COMMUNITY COMPASS: CLA calls for equal treatment of local and foreign workers

ARTICLE 42: The CLA is trying to stop the practice of forcing local workers to take unpaid leave while foreigners work full-time

By Shelley Huang  /  STAFF REPORER


The Council of Labor Affairs recently issued official letters to industrial associations and local governments to emphasize that Taiwanese nationals and foreign workers who have similar jobs should not be treated differently.

The council cited Article 42 of the Employment Service Act (就業服務法), which says that no employment of foreign workers may jeopardize employment opportunities for nationals, their employment terms, economic development or social stability.

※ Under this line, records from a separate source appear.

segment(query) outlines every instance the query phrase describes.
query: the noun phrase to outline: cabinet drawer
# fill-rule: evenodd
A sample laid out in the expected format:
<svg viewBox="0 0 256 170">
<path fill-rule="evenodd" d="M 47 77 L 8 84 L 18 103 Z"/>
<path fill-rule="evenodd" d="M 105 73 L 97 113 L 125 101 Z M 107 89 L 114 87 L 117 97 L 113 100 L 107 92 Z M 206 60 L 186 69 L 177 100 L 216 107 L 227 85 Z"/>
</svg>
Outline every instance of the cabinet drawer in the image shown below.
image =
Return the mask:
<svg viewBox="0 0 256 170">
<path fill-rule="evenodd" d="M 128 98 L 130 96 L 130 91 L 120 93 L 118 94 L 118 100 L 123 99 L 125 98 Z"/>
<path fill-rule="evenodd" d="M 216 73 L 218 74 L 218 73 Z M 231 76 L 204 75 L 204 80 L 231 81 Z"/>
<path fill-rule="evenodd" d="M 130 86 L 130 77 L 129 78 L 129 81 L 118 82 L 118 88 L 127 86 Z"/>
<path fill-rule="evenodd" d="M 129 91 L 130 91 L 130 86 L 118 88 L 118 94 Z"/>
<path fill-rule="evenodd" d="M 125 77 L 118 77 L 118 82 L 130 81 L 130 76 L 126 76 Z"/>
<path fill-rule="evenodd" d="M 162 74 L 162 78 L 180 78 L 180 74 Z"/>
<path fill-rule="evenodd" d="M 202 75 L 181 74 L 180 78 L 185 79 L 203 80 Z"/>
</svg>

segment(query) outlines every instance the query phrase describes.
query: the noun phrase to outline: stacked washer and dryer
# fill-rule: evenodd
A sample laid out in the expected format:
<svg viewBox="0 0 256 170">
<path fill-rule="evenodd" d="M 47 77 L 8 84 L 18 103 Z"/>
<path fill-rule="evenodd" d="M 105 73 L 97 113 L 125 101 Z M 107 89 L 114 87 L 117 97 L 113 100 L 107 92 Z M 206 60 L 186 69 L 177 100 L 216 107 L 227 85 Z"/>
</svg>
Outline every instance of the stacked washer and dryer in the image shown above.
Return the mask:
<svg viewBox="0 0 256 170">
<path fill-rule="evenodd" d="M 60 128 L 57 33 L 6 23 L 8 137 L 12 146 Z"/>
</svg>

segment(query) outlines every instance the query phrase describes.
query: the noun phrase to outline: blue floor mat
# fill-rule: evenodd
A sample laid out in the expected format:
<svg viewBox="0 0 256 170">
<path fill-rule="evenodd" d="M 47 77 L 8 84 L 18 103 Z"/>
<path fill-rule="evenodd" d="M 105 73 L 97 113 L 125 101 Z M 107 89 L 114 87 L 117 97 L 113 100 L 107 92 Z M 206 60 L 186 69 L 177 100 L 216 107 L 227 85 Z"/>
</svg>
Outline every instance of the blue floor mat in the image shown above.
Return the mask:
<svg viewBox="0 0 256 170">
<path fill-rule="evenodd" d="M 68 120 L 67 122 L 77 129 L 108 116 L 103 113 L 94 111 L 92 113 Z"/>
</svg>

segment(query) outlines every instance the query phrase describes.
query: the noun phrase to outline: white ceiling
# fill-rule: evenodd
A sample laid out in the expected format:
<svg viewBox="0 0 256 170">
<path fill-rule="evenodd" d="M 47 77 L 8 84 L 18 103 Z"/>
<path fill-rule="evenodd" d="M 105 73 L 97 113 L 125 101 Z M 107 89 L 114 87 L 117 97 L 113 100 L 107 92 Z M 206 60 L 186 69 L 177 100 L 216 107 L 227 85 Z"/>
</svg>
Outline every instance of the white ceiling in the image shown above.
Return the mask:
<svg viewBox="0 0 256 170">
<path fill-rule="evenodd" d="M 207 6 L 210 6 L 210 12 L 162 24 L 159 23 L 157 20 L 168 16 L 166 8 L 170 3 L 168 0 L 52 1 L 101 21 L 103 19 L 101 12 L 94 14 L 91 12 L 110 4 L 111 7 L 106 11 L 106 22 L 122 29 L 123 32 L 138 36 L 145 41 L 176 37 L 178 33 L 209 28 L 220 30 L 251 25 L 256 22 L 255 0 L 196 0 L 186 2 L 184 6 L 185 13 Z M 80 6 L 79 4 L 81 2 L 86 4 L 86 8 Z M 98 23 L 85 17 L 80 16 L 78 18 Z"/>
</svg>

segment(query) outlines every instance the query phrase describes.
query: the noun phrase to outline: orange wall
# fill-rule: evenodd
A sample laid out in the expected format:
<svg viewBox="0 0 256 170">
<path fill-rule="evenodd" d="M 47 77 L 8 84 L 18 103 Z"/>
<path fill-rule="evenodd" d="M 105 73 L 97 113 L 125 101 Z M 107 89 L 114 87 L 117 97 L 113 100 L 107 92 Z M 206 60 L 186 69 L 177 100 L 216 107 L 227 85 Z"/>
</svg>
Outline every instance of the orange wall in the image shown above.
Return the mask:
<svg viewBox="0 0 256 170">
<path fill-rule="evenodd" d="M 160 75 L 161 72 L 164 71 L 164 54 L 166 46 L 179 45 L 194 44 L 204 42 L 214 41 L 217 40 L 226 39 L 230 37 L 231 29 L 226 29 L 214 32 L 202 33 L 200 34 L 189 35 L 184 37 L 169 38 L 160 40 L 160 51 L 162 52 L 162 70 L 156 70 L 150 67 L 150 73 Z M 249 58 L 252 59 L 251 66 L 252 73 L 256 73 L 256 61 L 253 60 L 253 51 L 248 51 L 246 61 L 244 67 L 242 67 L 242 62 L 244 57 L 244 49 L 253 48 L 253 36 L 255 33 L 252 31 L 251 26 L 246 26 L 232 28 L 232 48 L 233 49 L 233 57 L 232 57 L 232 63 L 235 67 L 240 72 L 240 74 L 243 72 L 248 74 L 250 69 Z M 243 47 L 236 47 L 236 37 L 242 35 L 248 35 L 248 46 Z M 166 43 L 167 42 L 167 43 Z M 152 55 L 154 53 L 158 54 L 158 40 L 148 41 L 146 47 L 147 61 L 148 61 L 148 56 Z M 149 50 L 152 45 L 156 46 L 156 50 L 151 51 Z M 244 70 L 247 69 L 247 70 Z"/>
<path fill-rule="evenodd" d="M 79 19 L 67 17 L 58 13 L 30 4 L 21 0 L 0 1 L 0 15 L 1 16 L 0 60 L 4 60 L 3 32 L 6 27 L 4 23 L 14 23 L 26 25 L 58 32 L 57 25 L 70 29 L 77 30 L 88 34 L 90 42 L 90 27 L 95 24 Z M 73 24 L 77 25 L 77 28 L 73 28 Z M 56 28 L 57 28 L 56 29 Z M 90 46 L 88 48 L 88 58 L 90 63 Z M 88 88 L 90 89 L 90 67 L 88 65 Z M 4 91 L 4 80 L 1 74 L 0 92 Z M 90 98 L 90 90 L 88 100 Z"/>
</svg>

The council recently drew widespread criticism for failing to protect the jobs of Taiwanese, who are often forced to take unpaid leave during production slowdowns, while foreign workers keep regular working hours because their salaries are lower.

The council said the act would only apply to Taiwanese nationals and foreign workers who have similar job descriptions.

Under the same working conditions, if a Taiwanese national was told to take unpaid leave or was laid off while a foreign worker kept his or her job, it would be a violation of the act and the employer could face a fine.


Local labor bureaus will send officials to investigate if they receive complaints from workers reporting employer violations.

Violators of the act will be fined between NT$60,000 and NT$300,000.

In related news, the council intends to amend regulations that require manufacturers to import foreign laborers within six months of gaining approval.

A council official said that under the current Employment Service Act, manufacturers are required to bring in foreign workers within six months of the approval, although some flexibility is allowed under special circumstances.

Some manufacturers recently petitioned the council to extend the six-month period, saying they had obtained approval last year to import workers.

But because of the economic slowdown, their demand for workers was not that urgent.

In response, the official said the council was drafting a plan to extend the six-month period on condition that the rights of local laborers is not compromised.

This means that “those employers should not lay off local laborers during the extended period,” the official said.